UREVEX
Generic Formulation: UREA
Regulatory Registrant: Blue Heron Pharmaceuticals, LLC
Related NDC Products
| NDC Code | Dosage Form | Route | Category |
|---|---|---|---|
| 85622-605 | CREAM | TOPICAL | UNAPPROVED DRUG OTHER |
Indications & Usage
INDICATIONS: For debridement and promotion of normal healing of hyperkeratotic surface lesions, particularly where healing is retarded by local infection, necrotic tissue, fibrinous or purulent debris or eschar.
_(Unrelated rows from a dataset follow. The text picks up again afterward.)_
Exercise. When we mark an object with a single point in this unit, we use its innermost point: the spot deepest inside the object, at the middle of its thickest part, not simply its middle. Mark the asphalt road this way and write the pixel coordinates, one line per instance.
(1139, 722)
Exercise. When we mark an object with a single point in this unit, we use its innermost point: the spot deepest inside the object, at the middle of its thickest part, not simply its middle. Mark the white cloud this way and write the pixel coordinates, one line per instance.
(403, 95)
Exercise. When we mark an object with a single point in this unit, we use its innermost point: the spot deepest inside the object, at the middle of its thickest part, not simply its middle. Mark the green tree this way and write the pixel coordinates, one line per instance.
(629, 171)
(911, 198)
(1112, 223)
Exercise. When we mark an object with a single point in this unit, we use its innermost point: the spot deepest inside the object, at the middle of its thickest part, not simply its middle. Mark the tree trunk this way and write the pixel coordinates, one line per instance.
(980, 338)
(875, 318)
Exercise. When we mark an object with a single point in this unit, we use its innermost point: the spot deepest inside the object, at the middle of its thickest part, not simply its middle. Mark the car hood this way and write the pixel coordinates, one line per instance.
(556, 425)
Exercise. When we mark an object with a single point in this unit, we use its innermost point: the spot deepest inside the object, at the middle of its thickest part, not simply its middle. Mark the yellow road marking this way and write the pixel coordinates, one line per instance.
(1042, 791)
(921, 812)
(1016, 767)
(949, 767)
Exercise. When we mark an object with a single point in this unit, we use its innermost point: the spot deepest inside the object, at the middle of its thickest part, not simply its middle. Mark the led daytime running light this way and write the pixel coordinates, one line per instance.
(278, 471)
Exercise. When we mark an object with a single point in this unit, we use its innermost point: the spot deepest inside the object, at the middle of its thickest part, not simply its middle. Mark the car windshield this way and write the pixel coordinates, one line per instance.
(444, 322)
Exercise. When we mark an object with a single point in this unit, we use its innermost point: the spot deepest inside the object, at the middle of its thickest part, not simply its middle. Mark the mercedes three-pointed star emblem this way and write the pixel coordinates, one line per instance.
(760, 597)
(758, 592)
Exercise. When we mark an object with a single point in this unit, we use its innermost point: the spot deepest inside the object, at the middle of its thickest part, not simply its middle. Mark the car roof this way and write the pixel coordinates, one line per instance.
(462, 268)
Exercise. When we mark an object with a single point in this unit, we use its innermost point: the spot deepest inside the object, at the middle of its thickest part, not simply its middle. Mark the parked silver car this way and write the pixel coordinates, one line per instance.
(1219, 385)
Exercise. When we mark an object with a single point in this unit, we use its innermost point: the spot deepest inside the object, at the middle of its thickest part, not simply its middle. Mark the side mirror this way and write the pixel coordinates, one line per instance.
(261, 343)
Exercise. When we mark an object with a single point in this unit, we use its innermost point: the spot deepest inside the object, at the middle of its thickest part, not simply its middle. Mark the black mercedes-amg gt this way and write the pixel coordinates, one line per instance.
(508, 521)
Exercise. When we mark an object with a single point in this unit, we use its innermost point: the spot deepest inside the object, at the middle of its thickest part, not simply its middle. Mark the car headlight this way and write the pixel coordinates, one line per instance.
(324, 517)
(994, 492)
Urea is useful for the treatment of hyperkeratotic conditions such as dry, rough skin, dermatitis, psoriasis, xerosis, ichthyosis, eczema, keratosis pilaris, keratosis palmaris, keratoderma, corns and calluses, as well as damaged, ingrown and devitalized nails.
Dosage & Administration
DOSAGE AND ADMINISTRATION: Apply to affected area(s) twice per day or as directed by a physician. Rub in until completely absorbed. Apply to diseased or damaged nail(s) twice per day, or as directed by a physician.
Side Effects
ADVERSE REACTIONS: Transient stinging, burning, itching or irritation may occur and normally disappear upon discontinuing the use of this product.
Storage & Handling
STORAGE: Store at 20°C to 25°C (68°F to 77°F), excursions permitted between 15°C to 30°C (between 59°F to 86°F). Brief exposure to temperatures up to 40°C (104°F) may be tolerated provided the mean kinetic temperature does not exceed 25°C (77°F); however, such exposure should be minimized. NOTICE: Protect from freezing and excessive heat. Keep bottle tightly closed.